What Would Joe Do?

What Would Joe Do?
U.S. President Joe Biden announces new actions against Russia for its war on Ukraine, during remarks in the Roosevelt Room at the White House in Washington, on March 11, 2022. Evelyn Hockstein/Reuters
James Bowman
Updated:
Commentary

A thought experiment: Suppose Vladimir Putin said tomorrow that any country sending aid in the form of lethal weapons—weapons certain to be used to kill Russian soldiers—to Ukraine would be retaliated against with a 10-megaton nuclear bomb detonated over its capital city.

What would a Western leader contemplating sending such aid do, or say, in response? The answer isn’t obvious.

I think such a leader would not do what Western leaders have been doing so far, which is murdering Putin with their mouths and promising that he and his army will “pay a price,” presumably in blood, for his aggression.

Joe Biden might continue to say such things, but his handlers, like other responsible leaders, would surely think twice before continuing with their threats and promises.

But then what would they do?

You’ve heard the expression “losing face.” No one wants to lose face, but politicians and others in authority really don’t want to lose face.
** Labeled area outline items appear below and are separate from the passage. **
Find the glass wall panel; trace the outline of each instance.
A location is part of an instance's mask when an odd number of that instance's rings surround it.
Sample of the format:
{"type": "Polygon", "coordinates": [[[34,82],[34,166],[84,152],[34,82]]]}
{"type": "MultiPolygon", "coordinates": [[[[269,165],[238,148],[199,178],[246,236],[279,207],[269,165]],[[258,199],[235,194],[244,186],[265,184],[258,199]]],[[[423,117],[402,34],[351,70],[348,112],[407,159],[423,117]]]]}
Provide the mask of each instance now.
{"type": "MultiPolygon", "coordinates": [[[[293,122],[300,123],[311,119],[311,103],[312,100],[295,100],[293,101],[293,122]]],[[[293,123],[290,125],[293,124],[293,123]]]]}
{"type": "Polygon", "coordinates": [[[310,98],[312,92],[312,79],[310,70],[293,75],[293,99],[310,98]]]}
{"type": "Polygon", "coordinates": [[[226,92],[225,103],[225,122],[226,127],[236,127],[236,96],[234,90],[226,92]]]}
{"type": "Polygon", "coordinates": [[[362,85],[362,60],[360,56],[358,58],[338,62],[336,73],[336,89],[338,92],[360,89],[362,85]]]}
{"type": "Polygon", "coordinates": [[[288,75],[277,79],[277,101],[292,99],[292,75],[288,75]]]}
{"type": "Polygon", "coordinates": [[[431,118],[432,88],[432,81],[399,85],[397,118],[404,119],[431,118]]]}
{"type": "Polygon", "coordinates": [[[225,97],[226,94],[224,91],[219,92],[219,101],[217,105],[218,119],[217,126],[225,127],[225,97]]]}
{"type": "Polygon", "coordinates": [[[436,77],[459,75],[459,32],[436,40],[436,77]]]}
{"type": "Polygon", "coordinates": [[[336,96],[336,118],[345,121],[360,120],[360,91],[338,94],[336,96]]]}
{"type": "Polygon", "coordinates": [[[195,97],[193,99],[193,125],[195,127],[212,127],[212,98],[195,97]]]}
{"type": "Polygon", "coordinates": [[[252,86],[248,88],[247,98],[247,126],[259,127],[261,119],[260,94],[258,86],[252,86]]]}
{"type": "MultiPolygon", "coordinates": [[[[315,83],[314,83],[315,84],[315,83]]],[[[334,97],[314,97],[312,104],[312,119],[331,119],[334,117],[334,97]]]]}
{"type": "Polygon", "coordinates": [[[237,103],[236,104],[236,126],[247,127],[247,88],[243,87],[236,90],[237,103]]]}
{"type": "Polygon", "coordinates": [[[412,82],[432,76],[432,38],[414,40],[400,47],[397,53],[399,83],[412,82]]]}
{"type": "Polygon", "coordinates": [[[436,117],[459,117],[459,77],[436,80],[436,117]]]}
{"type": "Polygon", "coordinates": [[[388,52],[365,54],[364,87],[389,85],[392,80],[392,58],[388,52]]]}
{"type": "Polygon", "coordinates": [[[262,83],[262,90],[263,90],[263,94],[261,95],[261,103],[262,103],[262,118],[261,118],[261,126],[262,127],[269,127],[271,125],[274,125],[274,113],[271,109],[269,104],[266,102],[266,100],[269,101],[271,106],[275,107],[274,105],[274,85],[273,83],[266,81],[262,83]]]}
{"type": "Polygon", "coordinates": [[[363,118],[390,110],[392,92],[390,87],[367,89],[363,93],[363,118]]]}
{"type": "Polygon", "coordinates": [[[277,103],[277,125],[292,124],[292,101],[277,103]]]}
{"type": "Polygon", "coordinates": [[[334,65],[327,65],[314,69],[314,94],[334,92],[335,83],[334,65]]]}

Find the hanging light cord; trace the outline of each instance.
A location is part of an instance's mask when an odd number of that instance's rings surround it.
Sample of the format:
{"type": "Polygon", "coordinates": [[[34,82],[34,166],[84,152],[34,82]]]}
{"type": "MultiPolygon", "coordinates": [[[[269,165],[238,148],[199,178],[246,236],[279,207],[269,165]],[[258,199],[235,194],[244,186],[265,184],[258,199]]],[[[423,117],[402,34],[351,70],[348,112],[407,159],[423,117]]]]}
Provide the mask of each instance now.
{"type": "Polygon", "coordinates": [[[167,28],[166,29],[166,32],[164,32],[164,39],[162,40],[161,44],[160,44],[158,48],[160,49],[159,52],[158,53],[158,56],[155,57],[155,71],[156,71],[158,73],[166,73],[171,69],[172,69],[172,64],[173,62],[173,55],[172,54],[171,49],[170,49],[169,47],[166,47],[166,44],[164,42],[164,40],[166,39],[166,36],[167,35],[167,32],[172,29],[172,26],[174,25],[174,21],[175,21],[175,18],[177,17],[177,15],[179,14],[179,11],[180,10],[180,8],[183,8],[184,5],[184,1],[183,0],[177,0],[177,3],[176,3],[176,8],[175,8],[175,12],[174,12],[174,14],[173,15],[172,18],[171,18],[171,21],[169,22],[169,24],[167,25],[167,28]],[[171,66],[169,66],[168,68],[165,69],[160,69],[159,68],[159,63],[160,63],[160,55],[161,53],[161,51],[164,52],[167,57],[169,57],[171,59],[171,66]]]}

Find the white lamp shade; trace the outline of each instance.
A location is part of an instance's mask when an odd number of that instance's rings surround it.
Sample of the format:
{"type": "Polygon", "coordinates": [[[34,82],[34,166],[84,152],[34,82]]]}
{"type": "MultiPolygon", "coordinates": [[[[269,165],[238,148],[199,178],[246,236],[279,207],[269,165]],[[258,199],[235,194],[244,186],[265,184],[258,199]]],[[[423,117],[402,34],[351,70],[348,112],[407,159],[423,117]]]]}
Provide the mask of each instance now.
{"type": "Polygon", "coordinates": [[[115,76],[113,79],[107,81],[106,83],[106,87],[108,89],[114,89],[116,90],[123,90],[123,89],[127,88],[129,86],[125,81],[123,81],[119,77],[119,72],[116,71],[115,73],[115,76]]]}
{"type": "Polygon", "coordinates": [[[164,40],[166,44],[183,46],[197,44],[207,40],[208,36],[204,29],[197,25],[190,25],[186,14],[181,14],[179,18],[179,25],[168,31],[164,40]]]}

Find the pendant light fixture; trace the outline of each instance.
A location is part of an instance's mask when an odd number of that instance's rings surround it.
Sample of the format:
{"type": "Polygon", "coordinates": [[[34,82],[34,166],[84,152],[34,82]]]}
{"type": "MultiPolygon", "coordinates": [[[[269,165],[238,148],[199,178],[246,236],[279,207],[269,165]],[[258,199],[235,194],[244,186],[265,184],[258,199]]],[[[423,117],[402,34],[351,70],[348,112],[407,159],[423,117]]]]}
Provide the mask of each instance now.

If they do, their authority and, thus, their effective power goes with it—even if they manage to cling to office.

Putin would lose face if he made such a threat and didn’t follow through on it—which may be why he hasn’t made it (yet).

But he is still living in the old-fashioned world of honor among nations. It was on behalf of what he sees as Russia’s national honor that he undertook the invasion of Ukraine. Defeat there would mean to him the loss not only of his own honor but that of his country.

Such ways of thinking may seem strange to us, but they were taken for granted by everybody 100 years ago.

Then, in the wake of the unprecedentedly destructive World War I, advanced thought in the nations of the enlightened West, especially Britain, France, and the United States, decided that the old idea of wars fought for national honor was out of date.

Germany didn’t. Hitler, who rose to power with the help of the “stab in the back” theory of Germany’s humiliation and loss of honor in that war, was his country’s answer to Western pacifists who thought wars for national honor were things of the past.

Subsequently, Western enlightened thought was forced to come to terms with the fact that it wasn’t possible for a country unilaterally to opt out of the system of honor among nations—not, at any rate, while retaining its identity as a country.

Except that the supposedly enlightened ones who remained in power in the Western democracies never really did come to terms with it. In opposing Hitler and his Axis partners, the allies tacitly acknowledged that they were fighting for their countries’ honor, only they were ashamed to admit it. They would have lost face to admit it.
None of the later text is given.